One country, three governments
At the moment Libya has three centres of power. The first is the Presidential Council (PC), which has been based in Tripoli since 30 March 2016. The PC is headed by Fayez al-Sarraj – a former member of the Tobruk Parliament, where he represented a Tripoli constituency – and it was borne out of the signing of the UN-brokered Libyan Political Agreement (LPA) in December 2015. According to this agreement, the PC presides over the Government of National Accord (GNA), also based in Tripoli.

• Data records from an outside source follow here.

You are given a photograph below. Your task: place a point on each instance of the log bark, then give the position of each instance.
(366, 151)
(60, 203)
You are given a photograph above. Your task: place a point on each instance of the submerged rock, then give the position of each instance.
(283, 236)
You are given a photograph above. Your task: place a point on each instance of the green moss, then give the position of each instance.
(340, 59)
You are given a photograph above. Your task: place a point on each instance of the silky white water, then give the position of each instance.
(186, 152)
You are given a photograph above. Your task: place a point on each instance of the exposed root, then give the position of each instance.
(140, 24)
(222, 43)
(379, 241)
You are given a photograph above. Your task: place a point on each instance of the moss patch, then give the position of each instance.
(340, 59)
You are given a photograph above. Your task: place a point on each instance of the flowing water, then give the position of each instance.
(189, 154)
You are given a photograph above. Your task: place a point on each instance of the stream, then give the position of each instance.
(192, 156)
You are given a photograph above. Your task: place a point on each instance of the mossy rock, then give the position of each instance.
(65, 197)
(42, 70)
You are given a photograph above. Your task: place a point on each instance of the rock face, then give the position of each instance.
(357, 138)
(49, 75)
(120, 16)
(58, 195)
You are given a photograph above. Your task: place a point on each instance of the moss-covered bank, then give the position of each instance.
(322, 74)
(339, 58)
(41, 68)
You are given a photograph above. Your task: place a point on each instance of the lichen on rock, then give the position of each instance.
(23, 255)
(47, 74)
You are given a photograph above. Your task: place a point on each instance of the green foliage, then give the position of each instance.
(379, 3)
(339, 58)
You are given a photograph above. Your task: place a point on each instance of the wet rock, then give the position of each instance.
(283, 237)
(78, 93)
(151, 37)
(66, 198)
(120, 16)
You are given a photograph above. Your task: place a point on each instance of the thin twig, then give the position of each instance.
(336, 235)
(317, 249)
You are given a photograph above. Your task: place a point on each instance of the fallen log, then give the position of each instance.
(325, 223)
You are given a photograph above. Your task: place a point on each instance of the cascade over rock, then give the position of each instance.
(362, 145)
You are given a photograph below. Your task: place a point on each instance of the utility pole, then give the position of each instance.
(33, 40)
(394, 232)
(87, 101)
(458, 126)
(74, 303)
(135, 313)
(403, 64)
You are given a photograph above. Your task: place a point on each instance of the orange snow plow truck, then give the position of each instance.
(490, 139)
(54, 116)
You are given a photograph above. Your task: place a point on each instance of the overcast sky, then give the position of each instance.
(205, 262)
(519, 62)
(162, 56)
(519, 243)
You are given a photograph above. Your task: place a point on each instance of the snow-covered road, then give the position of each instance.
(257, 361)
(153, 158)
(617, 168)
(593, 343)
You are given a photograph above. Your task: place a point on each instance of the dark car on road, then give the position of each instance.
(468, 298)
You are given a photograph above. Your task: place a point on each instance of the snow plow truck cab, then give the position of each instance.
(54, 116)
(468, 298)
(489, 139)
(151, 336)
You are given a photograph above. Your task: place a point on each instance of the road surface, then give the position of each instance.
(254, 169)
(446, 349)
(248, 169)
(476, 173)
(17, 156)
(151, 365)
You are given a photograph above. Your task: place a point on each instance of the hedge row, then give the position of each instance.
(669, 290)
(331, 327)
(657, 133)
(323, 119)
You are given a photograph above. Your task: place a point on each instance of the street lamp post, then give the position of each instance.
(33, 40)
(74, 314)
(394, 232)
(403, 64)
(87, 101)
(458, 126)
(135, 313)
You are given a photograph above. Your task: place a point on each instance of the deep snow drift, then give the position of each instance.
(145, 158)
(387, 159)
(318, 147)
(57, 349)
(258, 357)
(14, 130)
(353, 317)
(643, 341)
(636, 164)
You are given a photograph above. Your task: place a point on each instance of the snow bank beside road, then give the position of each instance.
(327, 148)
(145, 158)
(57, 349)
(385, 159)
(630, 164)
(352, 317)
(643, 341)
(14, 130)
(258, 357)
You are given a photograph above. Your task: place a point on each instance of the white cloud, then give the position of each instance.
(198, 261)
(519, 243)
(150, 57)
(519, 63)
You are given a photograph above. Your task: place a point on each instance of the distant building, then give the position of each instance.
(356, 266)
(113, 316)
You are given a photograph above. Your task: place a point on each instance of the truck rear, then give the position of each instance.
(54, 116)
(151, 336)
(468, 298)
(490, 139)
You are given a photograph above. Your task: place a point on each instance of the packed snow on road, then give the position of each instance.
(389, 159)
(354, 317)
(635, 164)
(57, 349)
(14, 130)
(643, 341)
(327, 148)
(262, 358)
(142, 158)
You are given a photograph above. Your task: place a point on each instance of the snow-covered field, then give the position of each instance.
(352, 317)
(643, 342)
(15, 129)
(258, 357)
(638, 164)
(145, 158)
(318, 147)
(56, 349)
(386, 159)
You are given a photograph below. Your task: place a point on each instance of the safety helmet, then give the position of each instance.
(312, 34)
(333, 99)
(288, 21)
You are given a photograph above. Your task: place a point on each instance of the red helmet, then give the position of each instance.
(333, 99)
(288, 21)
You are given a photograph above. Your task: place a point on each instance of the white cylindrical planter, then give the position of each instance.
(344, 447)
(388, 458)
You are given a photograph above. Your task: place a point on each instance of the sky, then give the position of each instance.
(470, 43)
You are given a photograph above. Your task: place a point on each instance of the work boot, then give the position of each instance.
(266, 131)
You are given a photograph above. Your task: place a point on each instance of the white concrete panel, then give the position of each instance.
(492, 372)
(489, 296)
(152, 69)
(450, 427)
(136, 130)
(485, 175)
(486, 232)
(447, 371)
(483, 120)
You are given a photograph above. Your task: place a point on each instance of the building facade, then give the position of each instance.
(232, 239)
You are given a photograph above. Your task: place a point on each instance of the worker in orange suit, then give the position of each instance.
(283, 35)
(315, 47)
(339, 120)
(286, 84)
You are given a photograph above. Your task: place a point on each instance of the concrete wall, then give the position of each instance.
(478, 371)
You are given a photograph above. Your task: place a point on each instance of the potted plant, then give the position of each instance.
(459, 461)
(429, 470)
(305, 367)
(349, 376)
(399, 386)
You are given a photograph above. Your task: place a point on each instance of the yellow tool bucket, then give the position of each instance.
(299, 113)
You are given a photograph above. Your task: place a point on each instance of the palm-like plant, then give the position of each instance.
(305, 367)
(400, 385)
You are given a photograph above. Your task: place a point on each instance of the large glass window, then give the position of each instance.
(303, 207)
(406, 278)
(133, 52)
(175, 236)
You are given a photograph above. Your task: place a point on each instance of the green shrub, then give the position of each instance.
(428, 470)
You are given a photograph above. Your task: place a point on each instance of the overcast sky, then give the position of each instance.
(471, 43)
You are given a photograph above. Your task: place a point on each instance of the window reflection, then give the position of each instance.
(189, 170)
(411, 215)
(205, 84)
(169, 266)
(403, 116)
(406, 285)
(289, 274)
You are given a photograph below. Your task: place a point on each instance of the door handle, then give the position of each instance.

The GNA should be endorsed by the Tobruk-based House of Representatives (HoR) according to the agreement, but on two occasions the HoR has voted down the list of ministers.
The second centre of power is the rival Government of National Salvation headed by Prime Minister Khalifa Ghwell – resting on the authority of a rump of the General National Congress (GNC), the resurrected parliament originally elected in 2012 – is also based in Tripoli, although it no longer controls any relevant institutions. In October 2016, Ghwell tried to reassert himself but failed to gain wider support. The vast majority of the members of the GNC (also known as the “Tripoli Parliament”) have been moved across to the State Council, a consultative body created under the LPA which convenes in Tripoli and is headed by Abdul Rahman Swehli, a Misratan politician (and HoR member) who had previously been threatened with EU individual sanctions.
The third centre of power is made up of the authorities based in Tobruk and al-Bayda, which were also supposed to work under the LPA. The House of Representatives (HoR) in Tobruk would become the legitimate legislative authority under the LPA but it has so far failed to pass a valid constitutional amendment to enshrine itself as an authoritative institution. Instead the HoR has endorsed the rival government of Abdullah al-Thinni which operates from the eastern Libyan city of al-Bayda. The Tobruk and al-Bayda authorities are under the control of Egypt-aligned, self-described anti-Islamist general Khalifa Haftar, who leads the Libyan National Army (LNA). The HoR has held only two quorate meetings throughout 2016 to reject the government line-up proposed by the PC.
http://www.ecfr.eu/mena/mapping_libya_conflict
to answer your question,it would be the Presidential Council or maybe the Government of National Accord?